Caio Pinheiro
Os dissensos fazem parte da democracia. Trocando em miúdos, no regime democrático é possível e esperado que existam opiniões distintas sobre temas comuns, e, dentro dos limites previsto em lei, também conflitantes. Contudo, para nosso regime democrático, a liberdade, seu fundamento maior, nos últimos anos tem sido recorrentemente relativizada pois, dependendo de quem, quando, em favor do quê ou contra o quê a reivindica, pode preservá-la ou promover sua deterioração.
Esse relativismo tão insuportável ao bom-senso não é novo. Historicamente há inúmeros casos de violação das liberdades democráticas sob a justificativa de preservá-las.
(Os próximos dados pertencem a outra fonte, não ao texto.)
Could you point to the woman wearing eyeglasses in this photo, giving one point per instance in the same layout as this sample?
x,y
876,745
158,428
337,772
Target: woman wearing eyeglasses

De 1964 a 1985, setores expressivos das forças armadas aliançados com frações da classe política e fragmentos da sociedade civil, nos mergulharam numa longa noite de arbítrio, justificando toda sorte de violação às garantias individuas como único mecanismo de defesa da democracia, então ameaçada pelo fantasma do comunismo, que, todavia, sabe-se que só existe no imaginário da nossa torpe classe média norte-americanizada.
No entanto, mesmo que haja opiniões em contrário, já que o dissenso é democraticamente aceitável, guinadas ao arbítrio escondem sempre seus reais motivos, que de tão escandalosos à luz da moralidade, se conhecidos prestariam um desserviço aos que buscam defender/preservar a liberdade-democrática impondo o arbítrio-ditatorial. No entanto, como se diz: não há mentira que dure para sempre!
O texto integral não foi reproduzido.